Молитвы русских поэтов. XI-XIX. Антология - Петр Ершов

(12 голосов4.0 из 5)

Оглавление

Петр Ершов

Ершов Петр Павлович (1815–1869) – поэт. В русской поэзии Петр Ершов остался автором одной стихотворной сказки «Конька-Горбунка», впервые опубликованной в 1834 году в самом многотиражном журнале того времени «Библиотеке для чтения», когда он был еще студентом философско-юридического факультета Петербургского университета. Только при жизни Ершова «Конек-Горбунок» выдержал пять дополненных и исправленных изданий, не считая контрафактных, об одном из которых он писал в мае 1863 года Дмитрию Менделееву: «Нельзя ли пугнуть его (издателя Крашенникова. – В.К.) цензурным уставом, так как последнее издание его сильно смахивает на контрафакцию». Вся остальная жизнь Петра Ершова была связана с родным городом Тобольском, где он был учителем, инспектором и директором гимназии. «Ничто не может быть полезнее деятельности этого человека», – так отзывались современники о Ершове-педагоге, продолжавшем публиковать свои стихи в «Библиотеке для чтения», в первых послепушкинских томах «Современника», в «Живописном Сборнике» А. Плюшара. В 1835 и 1836 годах отдельными изданиями вышли его драматические произведения «Фома-кузнец», «Суворов и станционный смотритель». Посетив еще раз столицу в 1858 году, он напишет друзьям: «Теперь смейтесь, сколько хотите, а я снова повторяю, что мой родной Тобольск в тысячу раз милее, – по крайней мере для меня, – вашего великолепного Петербурга». Однажды он обронил фразу, что в Тобольске обрел «спокойствие неизвестности». Так говорят, уходя в монастырь…

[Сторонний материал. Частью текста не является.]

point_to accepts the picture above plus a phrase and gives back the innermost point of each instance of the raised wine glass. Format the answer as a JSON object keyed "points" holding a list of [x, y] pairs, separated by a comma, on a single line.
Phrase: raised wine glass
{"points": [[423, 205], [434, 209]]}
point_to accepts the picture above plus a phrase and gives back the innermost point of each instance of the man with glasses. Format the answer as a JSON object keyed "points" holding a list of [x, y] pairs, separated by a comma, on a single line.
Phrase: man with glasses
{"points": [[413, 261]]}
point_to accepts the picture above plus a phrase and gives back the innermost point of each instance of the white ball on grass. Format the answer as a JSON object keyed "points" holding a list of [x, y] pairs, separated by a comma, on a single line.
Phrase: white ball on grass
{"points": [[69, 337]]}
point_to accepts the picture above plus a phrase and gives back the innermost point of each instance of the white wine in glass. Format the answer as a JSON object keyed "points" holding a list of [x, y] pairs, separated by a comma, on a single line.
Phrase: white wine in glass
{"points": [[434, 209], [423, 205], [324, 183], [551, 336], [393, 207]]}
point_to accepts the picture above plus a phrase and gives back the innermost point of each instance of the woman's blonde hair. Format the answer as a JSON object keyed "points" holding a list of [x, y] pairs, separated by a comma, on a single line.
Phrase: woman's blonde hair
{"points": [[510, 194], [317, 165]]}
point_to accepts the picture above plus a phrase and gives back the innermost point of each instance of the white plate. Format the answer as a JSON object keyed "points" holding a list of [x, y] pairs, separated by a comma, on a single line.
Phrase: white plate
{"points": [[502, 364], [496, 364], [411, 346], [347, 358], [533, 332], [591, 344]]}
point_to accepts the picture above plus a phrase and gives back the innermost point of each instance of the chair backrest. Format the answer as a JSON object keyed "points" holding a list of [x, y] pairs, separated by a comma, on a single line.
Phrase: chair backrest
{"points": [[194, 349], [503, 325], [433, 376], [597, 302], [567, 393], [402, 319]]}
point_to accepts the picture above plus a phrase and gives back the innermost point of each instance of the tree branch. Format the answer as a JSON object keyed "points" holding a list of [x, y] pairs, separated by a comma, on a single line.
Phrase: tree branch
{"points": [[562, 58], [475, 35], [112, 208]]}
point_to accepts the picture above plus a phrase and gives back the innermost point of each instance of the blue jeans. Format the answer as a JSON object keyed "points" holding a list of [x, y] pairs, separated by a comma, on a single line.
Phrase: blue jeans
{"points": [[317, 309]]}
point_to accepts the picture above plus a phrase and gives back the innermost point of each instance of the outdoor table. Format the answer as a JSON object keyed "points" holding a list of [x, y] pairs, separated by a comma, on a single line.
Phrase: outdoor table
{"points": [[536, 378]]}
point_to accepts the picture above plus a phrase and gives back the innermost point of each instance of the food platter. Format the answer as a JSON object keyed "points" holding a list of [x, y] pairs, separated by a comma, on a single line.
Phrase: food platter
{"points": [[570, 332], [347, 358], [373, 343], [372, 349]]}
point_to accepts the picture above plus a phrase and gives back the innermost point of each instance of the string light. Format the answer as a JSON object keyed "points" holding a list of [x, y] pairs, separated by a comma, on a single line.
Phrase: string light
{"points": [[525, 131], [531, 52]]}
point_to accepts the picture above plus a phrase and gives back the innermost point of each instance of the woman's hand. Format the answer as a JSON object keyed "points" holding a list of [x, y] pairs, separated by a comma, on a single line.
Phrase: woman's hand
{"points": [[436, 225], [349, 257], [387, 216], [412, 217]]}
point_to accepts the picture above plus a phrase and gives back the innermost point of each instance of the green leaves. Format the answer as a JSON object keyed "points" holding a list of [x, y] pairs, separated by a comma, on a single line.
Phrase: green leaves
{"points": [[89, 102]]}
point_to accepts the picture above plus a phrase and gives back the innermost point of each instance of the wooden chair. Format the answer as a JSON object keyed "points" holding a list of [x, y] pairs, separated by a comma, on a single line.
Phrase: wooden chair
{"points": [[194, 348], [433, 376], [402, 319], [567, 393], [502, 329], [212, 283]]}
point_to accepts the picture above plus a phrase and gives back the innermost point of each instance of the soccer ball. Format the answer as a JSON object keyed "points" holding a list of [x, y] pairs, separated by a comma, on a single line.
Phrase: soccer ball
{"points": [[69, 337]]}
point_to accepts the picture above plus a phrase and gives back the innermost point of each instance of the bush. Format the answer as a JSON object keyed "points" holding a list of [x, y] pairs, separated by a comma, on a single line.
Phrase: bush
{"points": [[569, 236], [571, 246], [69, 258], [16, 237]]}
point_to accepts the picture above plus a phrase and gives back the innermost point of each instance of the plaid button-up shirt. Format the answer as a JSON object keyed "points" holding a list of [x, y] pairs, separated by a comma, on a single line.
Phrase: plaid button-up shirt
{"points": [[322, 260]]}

Одно из примечательных событий в его сибирской жизни произошло в начале июня 1837 года, когда в Тобольск прибыл девятнадцатилетний наследник престола, совершавший первую трехмесячную поездку по России. Будущего царя сопровождал его воспитатель Василий Жуковский. Обо всем этом Петр Ершов вскоре сообщит в письме своему университетскому другу:

«Еще за два месяца до прибытия Его Высочества в Тобольск получено было здесь о том известие и тотчас же сделаны были распоряжения об устройстве дорог и города. Сибирь пробудилась: куда ни взглянешь, везде жизнь, везде деятельность. Гимназия наша тоже последовала общему примеру, и нам, сиречь учителям, навязано было дел по самую шею. Особенно работал я, грешный. Как учитель словесности, я должен был приготовить сочинения учеников, т. е. дать им такой вид, чтобы Его Высочеству можно было на них взглянуть. Как библиотекарь, должен был составить новый систематический каталог книгам, классифицировать их, лепить номера и, за неумением писцов дирекции иноязычной грамоте, должен был и переписать каталог набело – так листов до двадцати пяти. Наконец, как человек, который занимается виршеписанием, я должен был, по поручению генерал-губернатора, приготовить приветствие. Из всего этого ты можешь заключить, что работы у меня было довольно. Государь Наследник приехал к нам в ночь с 1 на 2 июня и остановился в генерал-губернаторском доме, насупротив моей квартиры. Поутру 2 числа я отправился к В.А. Жуковскому и был принят им как друг. Во время посещения гимназии Государем Наследником вся наша братия была представлена Его Высочеству. Когда очередь дошла до меня, то генерал-губернатор и Жуковский сказали что-то Его Высочеству, чего я не мог слышать, и Его Высочество отвечал: «Очень помню»; потом обратился ко мне и спросил, где я воспитывался и что преподаю? Тут Жуковский сказал вслух: «Я не понимаю, как этот человек очутился в Сибири». Вечером Великий Князь был в собрании и остался чрезвычайно довольным. Надобно сказать правду, что и город не щадил ничего для принятия. Одних посетителей было до пятисот человек».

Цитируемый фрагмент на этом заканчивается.